AzureML Studio : Automated ML¶

In this notebook, we will use the AzureML Studio's AutoML to automatically select the best model given time and compute constraints.

The AutoML process is as follows:

check the data for potential issues (Class balancing detection, Missing feature values imputation, High cardinality feature detection)
build data pipelines with :
- a data preprocessor (scaling, standardisation, normalisation)
- a prediction model (XGBoost, LightGBM, Random Forest, Linear Regression, etc.)
- a set of hyperparameters (learning rate, number of trees, etc.)
train each pipeline for a limited time
evaluate the performance of each pipeline
select the best pipeline

The experiment is visible in the AzureML Studio : oc-p7-automated-ml

We will compare this pre-trained local model to the baseline model from 1_baseline.ipynb.

AutoML model : max 1h training on CPU¶

In this version, we did not include DNN models in the AutoML process, because they require GPU resources.

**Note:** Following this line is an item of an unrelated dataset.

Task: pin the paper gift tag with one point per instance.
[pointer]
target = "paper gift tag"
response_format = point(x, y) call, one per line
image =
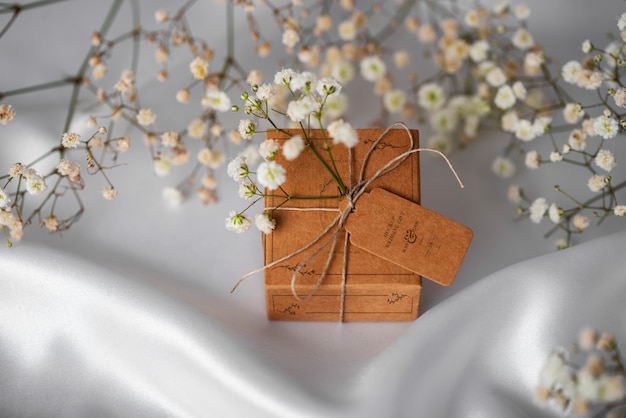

This AutoML run is available in the AzureML Studio : automl_1h-cpu

Here are the models that were trained in the AutoML process :

AzureML - AutomatedML - 1h on CPU - models

Best model¶

The best model is a XGBoostClassifier (wrapper for XGBClassifier) with MaxAbsScaler .

Best Model

Results¶

Confusion Matrix	Precision Recall Curve (AP = 0.79)	ROC Curve (AUC = 0.80)

The performances on the dataset are quite better than our baseline model :

Average Precision = 0.79 (baseline = 0.73 , +8.2%)
ROC AUC = 0.80 (baseline = 0.74 , +8.1%)

Unlike our baseline model, this model is quite balanced, just slightly biased towards the POSITIVE class. It is much less biased than our baseline model : it predicted 9% (baseline = 35% , -74%) more POSITIVE (78403) messages than NEGATIVE (65597).

AutoML model : max 10h training on GPU¶

This AutoML run is available in the AzureML Studio : automl_10h-gpu

Here are the models that were trained in the AutoML process :

AzureML - AutomatedML - 10h on GPU - models

Best model¶

The best model is a LightGBM with MaxAbsScaler.

This model adds a pre-processing step, which integrates and fine-tunes a pre-trained BERT model, before training the actual classification model : PretrainedTextDNNTransformer.

Best Model

Results¶

Confusion Matrix	Precision Recall Curve (AP = 0.942)	ROC Curve (AUC = 0.942)

The performances on the dataset are quite better than our previous model :

Average Precision = 0.94 (baseline = 0.73 , +29%)
ROC AUC = 0.94 (baseline = 0.74 , +27%)

Like our previous model, this model is very fair, just very slightly biased towards the NEGATIVE class this time. It is much less biased than our baseline model : it predicted only 1.4% (baseline = 35% , -96%) more NEGATIVE (128909) messages than POSITIVE (127091).